Les Mills Takes Its Signature Classes Into the AI Era
Global group fitness giant Les Mills is moving deeper into AI fitness classes through a new partnership with Hyperhuman, an AI-powered content generation platform. Instead of building a massive new production pipeline, Hyperhuman can remix Les Mills’ existing premium content—such as BodyPump, BodyCombat and Grit—into AI-generated workouts tailored to different formats and audiences. The platform draws from a rich content library that includes stock clips, instructor-led classes, multi-angle movement demonstrations and AI-generated segments. Brands can manually assemble routines or let AI generate workouts, then distribute them via apps, web experiences, embeds or APIs. This shift signals a broader change in group fitness technology: signature studio experiences are no longer confined to a timetable or a single location. They can now be repackaged at scale, offering on-demand, personalized coaching AI experiences that still carry the recognizable branding and choreography of established fitness programs.
Scaling Group Fitness Without Scaling Instructor Headcount
AI-generated workouts give fitness brands a powerful way to scale without hiring proportional numbers of instructors or production teams. Hyperhuman’s platform allows operators to assemble on-demand libraries, multi-week programs and goal-based plans by adjusting variables like duration, equipment and intensity. Instead of filming every new class, content teams can recombine existing clips into fresh, personalized workout paths. For Les Mills and similar brands, this means their most popular formats can reach more time zones and member segments while maintaining consistent technical standards. Brick-and-mortar operators are leaning into the same logic. New York Sports Club and Vasa Fitness, for example, are deploying AI-powered personal training apps that offer body composition insights and movement analysis, extending coaching beyond the studio floor. Together, these tools hint at a future where group fitness technology delivers mass personalization, reducing reliance on live scheduling while keeping brand-led training frameworks intact.

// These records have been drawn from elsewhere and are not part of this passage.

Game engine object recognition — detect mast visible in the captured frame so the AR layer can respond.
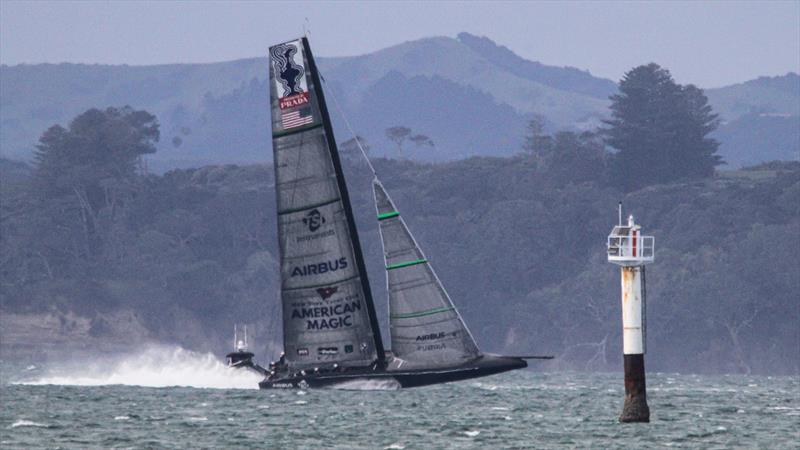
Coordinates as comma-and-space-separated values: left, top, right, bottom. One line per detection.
302, 36, 386, 369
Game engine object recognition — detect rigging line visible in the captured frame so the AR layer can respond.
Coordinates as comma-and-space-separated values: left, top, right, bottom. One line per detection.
317, 69, 378, 178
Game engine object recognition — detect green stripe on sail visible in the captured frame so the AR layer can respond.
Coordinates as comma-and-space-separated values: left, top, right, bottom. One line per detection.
278, 198, 341, 216
391, 306, 455, 319
386, 259, 428, 270
378, 211, 400, 220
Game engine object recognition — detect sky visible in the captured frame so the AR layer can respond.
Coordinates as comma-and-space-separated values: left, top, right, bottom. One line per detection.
0, 0, 800, 88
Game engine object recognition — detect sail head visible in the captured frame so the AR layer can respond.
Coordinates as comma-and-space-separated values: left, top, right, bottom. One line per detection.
269, 39, 383, 370
373, 179, 481, 368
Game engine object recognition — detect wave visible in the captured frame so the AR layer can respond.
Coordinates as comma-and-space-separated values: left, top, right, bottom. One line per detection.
10, 419, 50, 428
15, 346, 261, 389
330, 378, 400, 391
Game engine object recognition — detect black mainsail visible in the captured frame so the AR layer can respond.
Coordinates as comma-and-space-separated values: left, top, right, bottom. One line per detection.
269, 38, 384, 370
227, 38, 548, 388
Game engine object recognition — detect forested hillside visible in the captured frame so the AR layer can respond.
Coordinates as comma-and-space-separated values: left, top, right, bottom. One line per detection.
0, 33, 800, 169
0, 151, 800, 374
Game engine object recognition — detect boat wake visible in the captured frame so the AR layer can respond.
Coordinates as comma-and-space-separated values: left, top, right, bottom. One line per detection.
329, 378, 400, 391
15, 346, 261, 389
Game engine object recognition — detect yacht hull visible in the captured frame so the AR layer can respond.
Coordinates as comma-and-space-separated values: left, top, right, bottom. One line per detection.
258, 355, 528, 389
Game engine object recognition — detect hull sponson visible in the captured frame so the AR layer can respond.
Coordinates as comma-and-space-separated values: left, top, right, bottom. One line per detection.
258, 354, 528, 389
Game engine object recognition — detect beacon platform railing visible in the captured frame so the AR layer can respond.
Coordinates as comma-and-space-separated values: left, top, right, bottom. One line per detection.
607, 235, 655, 263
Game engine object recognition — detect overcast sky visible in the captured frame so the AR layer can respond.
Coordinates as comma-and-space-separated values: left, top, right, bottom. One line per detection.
0, 0, 800, 87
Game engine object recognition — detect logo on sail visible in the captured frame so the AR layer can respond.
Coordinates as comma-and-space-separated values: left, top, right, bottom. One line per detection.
292, 298, 361, 330
303, 208, 325, 233
317, 286, 339, 300
269, 41, 313, 115
269, 41, 306, 98
291, 256, 348, 278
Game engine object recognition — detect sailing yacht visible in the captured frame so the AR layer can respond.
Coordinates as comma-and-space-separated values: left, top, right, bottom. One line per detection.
228, 37, 549, 388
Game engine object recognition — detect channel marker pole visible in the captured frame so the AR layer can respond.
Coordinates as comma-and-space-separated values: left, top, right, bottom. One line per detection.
608, 203, 655, 422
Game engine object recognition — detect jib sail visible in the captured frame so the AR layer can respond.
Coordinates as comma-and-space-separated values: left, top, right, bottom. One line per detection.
269, 38, 384, 369
373, 179, 481, 369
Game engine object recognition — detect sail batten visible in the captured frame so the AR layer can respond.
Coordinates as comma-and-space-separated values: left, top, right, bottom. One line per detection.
373, 178, 481, 369
269, 38, 384, 370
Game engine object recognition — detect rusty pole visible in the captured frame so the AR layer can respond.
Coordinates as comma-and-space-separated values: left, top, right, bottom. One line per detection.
607, 210, 655, 422
619, 266, 650, 422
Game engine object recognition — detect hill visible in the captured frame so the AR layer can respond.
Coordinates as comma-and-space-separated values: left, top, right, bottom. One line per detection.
0, 33, 800, 167
0, 153, 800, 374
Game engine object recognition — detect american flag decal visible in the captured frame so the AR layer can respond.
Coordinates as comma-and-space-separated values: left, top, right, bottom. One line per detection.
281, 108, 314, 130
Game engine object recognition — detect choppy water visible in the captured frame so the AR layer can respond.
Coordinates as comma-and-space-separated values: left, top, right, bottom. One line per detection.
0, 349, 800, 449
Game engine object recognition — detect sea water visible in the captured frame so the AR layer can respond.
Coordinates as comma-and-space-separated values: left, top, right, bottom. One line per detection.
0, 348, 800, 449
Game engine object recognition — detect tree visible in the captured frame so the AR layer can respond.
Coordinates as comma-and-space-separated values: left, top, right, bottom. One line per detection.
386, 126, 411, 157
603, 63, 722, 191
522, 114, 553, 166
34, 106, 159, 255
408, 134, 435, 156
339, 135, 369, 161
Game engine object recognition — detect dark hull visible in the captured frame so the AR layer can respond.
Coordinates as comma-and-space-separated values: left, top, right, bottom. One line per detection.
258, 355, 528, 389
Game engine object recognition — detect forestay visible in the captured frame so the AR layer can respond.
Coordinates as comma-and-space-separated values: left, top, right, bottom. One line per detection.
373, 179, 480, 369
269, 39, 383, 370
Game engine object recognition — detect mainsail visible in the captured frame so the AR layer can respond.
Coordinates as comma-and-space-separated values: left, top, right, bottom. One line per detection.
269, 38, 384, 370
373, 178, 481, 369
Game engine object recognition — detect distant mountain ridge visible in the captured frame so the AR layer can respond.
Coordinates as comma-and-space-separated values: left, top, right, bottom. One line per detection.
0, 33, 800, 170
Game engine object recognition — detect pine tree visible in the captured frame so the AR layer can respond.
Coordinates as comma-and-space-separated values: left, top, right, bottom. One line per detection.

Authenticity, Instructor Roles and the Energy Question
The rapid rise of AI fitness classes inevitably raises concerns about authenticity and the future of human instructors. While platforms like Hyperhuman promise scalable, motion-aware coaching inside branded mobile apps, many participants value the real-time energy, encouragement and improvisation of a live coach. There is a risk that relying heavily on AI-generated content could marginalize instructors or shift their roles away from front-of-room coaching toward content curation and community-building. Some operators, like Vasa Fitness, are explicitly positioning AI as a support tool by requiring members to complete an in-person consultation before using AI coaching, preserving a human-first model. Others, including New York Sports Club with its Zing Coach partnership, enable members to chat directly with AI coaches, potentially reducing demand for lower-cost human guidance. The industry is now grappling with where AI adds value, and where live coaching remains irreplaceable.
From Streaming Video to Truly Data-Driven Group Workouts
AI-generated workouts are arriving alongside performance-tracking systems that push group fitness beyond simple follow-along videos. Solutions like motion-aware coaching and intensity tracking can feed personalized cues into a class experience, whether delivered live or on demand. Operators such as Strong Pilates, which uses intensity zones to guide participants through effort levels, illustrate how hardware and software can blend for more data-driven workouts. When combined with personalized coaching AI, these systems can adapt exercise selection, tempo and recovery to individual needs while maintaining the feeling of a shared group session. For brands like Les Mills, integrating AI content engines with real-time tracking opens the door to hybrid formats: an AI-assembled class layered with live metrics, leaderboards or heart-rate-based targets. The result could be a new class category that merges studio atmosphere with the precision and accountability of digital training platforms.
What Comes Next for AI Fitness Classes and the Studio Experience
As AI fitness classes become more sophisticated, the industry is exploring how to balance efficiency with experience. On one side is the promise of endlessly adaptable, AI-generated workouts built from premium libraries like those Les Mills contributes to Hyperhuman’s ecosystem. On the other is the undeniable appeal of a charismatic instructor reading the room in real time. A likely near-term path is hybridization: studios using AI to generate program frameworks, motion cues and progression plans, while human coaches deliver live energy, corrections and community. Personalized coaching AI could also help instructors manage larger classes by surfacing data on performance trends, movement quality and engagement. For consumers, the key question will be whether AI-enhanced sessions feel more convenient and effective without becoming sterile. For brands, success will hinge on using group fitness technology to augment, not erase, the human connection that built their reputations.